When one becomes ill at 40 one doesn’t expect to have to give up one’s work & business, home & savings and to be seriously & debilitating disabled for the best part of the following two decades.
Despite being in so much pain that I’ve had to pull myself along the floor, wished daily for death and at very least to have my worst affected leg amputated, in the UK health system one doesn’t expect to be refused referrals, denied a medical diagnosis for almost 10 years, called a drama queen, a liar, an actress, and attention seeking by medical professionals.
And once one has a diagnosis, can apply for benefits (let’s not linger on DWP accusations of having ‘chosen a disability lifestyle’), one doesn’t then expect to be made very much MORE sick from the side effects to the ‘drug of choice’.
CRPS is a strange & little understood condition. It seems few GPs recognise the condition, let alone acknowledge that sufferers need urgent help if they are to recover full function.
CRPS affects more women than men, upper limbs more frequently than lower and can be caused as a result of trauma, accident, post stroke or cardiac incident, or for no identified reason whatsoever.
The syndrome is diagnosed by a combination of symptoms generally linked to increased sensitivity, swelling, change of colour or temperature in a single limb, but, and this would seem to be unique to CRPS, the symptoms are frequently adopted by the previously unaffected limb as well.
Unable to mobilise and sometimes using food to distract and distance the sufferer from such extreme pain, CRPS sufferers can be overweight. I’d been on the waiting list for assessment by the local NHS bariatric team for several years. My parents died and I was able to pay privately for a gastric sleeve operation.
In the following 12 months I’ve lost some 10 stones in weight. But I haven’t just lost weight, I also lost drug half-life, the remains my body had dealt with by burying it deep within my body fat. So when I lost weight I also lost the drug to which I was allergic.
The many side effects caused by this drug, Gabapentin, gradually disappeared. I no longer suffer from fibromyalgia or peripheral neuropathy, from falls associated with probable transient ischemic attacks, or hugely oedematous legs and the trauma ulcers they caused. Even my hypothyroidism has reduced alongside my body weight. I no longer use a wheelchair and my mobility scooter is needed only for lengthy outings. All excellent and most surprising results!
In total I’ve lost more than 50 different side effects while the only downside to the operation has been the development of lactose intolerance. Though it takes a bit of getting used to, a dairy-free life is a small price to pay for so much more mobility & freedom.
So now, at 60, I have a future. Only I have no idea what that future might be. I still have CRPS and remain hypothyroid but after 20 years of being restricted to my sheltered home, realising a future is what my trip to Thailand is all about. Despite having been a nurse, a radio broadcaster and running my own small business, in recent years I’ve lived a very small life and consequently have near zero confidence.
The counsellors in Thailand, thelifechangepeople.com, are well regarded and highly recommended. They offer courses for women who are seeking to make significant changes to their lives. I believe they’ll help me to find the person I can now be and assist me to discover what I want from the rest of my life. I’m looking forward to being all I can be for my future!

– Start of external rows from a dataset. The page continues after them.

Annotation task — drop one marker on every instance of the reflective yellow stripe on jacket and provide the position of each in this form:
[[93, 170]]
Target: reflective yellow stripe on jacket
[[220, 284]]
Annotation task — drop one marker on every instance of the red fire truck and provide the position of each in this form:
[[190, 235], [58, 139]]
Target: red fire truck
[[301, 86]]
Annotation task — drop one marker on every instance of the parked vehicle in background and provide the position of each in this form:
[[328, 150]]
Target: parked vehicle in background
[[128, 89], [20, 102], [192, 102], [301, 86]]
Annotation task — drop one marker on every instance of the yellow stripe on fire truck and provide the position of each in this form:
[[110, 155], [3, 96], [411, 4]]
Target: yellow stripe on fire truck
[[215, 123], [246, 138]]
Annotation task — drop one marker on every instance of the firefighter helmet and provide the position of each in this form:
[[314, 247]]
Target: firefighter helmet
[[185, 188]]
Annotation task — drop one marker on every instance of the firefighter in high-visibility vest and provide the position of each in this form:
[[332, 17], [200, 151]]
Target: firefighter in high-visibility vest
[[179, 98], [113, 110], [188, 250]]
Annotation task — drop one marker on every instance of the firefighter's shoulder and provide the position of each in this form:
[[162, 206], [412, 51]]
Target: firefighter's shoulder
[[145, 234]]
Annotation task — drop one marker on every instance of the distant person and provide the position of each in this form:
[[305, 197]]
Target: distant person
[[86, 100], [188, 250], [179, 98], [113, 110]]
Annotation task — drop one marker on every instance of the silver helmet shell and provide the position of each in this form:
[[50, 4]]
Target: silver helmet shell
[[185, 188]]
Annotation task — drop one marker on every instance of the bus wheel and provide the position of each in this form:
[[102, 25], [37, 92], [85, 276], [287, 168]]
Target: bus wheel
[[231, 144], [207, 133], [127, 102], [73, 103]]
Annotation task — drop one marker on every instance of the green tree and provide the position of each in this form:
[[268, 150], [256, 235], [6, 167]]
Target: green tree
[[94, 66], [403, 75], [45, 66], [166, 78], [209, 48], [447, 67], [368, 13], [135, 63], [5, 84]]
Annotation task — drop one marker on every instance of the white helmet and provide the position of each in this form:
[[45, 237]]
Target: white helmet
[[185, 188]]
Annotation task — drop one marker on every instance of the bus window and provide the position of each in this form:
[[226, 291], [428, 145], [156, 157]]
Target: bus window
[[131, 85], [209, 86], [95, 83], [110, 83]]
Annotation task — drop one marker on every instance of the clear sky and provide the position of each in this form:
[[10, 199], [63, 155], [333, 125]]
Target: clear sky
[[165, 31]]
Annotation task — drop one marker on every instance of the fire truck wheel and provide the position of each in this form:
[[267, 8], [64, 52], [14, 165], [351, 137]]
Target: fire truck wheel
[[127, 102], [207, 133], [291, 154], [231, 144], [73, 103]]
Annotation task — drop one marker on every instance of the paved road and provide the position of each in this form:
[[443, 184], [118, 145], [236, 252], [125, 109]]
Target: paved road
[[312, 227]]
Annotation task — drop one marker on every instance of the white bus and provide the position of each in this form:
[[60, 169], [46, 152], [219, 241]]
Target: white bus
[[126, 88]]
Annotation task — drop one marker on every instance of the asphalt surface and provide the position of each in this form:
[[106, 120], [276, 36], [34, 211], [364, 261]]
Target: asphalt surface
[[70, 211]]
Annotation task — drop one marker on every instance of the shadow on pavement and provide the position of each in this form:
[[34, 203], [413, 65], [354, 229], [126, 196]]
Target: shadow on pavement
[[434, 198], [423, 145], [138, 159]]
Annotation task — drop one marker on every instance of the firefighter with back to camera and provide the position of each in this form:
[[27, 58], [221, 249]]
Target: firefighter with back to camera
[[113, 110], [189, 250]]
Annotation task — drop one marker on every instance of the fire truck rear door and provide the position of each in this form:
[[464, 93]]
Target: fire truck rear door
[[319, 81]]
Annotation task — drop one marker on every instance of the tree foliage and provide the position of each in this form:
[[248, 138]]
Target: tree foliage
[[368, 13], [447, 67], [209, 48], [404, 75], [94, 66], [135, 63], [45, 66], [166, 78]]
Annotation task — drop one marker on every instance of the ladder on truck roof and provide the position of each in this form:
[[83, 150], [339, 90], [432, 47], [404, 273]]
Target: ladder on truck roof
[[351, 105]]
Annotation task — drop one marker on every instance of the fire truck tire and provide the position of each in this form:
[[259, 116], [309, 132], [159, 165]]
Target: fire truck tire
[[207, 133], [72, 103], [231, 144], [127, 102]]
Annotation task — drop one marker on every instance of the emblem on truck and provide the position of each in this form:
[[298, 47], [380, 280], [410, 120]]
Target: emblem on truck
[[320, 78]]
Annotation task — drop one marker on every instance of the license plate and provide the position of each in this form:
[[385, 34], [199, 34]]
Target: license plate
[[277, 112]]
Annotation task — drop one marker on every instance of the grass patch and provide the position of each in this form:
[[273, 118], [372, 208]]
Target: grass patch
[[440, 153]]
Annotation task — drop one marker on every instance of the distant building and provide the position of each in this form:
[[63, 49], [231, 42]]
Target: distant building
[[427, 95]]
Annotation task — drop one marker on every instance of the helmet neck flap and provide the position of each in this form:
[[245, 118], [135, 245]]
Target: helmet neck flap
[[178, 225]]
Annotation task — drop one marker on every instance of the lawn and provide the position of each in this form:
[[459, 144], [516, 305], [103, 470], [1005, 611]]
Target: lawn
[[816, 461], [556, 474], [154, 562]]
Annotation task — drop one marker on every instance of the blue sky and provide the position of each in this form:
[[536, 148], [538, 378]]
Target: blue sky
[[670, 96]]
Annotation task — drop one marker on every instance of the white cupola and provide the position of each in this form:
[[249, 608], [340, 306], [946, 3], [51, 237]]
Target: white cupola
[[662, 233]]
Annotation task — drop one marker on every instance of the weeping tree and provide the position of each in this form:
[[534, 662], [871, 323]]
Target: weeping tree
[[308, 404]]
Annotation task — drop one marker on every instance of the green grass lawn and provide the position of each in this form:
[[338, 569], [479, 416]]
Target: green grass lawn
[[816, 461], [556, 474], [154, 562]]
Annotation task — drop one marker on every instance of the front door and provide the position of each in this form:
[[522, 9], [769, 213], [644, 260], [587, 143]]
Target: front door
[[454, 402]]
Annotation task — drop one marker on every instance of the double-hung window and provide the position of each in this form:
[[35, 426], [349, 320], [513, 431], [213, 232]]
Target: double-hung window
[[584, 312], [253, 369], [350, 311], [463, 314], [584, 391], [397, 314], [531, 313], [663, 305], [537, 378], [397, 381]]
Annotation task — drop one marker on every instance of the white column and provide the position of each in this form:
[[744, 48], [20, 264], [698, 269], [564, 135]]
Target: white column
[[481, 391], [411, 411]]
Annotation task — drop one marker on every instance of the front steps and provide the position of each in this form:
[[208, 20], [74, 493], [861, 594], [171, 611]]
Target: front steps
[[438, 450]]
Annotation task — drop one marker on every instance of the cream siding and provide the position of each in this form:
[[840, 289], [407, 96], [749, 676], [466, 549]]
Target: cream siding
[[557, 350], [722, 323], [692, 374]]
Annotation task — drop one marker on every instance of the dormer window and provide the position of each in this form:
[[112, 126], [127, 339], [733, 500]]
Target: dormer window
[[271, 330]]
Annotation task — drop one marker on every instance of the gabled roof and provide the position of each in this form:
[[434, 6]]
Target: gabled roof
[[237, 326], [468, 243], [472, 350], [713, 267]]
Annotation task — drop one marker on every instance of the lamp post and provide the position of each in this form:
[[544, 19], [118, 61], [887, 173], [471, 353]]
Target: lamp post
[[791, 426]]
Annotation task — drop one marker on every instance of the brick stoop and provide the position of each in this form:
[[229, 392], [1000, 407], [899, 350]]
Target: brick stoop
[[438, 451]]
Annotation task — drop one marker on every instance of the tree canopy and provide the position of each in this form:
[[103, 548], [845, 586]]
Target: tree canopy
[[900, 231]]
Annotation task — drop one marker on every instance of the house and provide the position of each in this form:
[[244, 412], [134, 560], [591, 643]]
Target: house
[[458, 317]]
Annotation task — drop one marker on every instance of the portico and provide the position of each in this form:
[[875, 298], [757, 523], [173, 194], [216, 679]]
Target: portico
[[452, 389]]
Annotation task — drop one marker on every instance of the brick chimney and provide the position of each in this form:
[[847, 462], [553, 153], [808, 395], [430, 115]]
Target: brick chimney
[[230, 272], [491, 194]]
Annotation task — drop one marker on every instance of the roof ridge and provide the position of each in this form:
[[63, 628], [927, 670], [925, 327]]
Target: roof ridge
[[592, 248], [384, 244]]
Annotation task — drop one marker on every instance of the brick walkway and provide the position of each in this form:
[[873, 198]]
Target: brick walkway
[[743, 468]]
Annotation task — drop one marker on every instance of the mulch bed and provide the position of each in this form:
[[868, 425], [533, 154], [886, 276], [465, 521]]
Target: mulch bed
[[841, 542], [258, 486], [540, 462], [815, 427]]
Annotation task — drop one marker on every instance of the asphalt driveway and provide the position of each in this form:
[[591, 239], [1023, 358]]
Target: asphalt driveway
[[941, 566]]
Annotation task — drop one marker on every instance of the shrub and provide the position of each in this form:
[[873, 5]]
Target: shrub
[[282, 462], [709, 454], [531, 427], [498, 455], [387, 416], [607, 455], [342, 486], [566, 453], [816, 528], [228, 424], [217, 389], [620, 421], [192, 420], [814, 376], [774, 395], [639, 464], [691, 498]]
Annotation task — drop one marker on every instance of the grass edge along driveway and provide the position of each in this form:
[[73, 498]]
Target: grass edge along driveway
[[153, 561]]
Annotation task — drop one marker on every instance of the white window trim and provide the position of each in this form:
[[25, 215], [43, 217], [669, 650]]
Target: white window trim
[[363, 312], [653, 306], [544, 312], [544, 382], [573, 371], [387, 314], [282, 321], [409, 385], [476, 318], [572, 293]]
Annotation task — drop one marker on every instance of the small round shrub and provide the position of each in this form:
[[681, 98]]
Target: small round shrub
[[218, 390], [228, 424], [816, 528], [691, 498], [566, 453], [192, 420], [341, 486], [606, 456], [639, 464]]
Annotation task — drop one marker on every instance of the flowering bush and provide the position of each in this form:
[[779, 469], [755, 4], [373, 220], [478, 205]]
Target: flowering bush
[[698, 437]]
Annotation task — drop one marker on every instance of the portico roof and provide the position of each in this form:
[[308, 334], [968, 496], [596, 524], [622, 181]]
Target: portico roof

Having spent the past couple of decades living one day at a time, a few months ago I looked back and discovered that almost 20 years had passed. It was an immense shock. So much lost time – time I don’t remember too much about as Gabapentin also affected my memory which hasn’t, so far, been restored. I’m hoping counselling may help recover some of my memories too. So for many reasons this trip could be the most exciting journey of my life!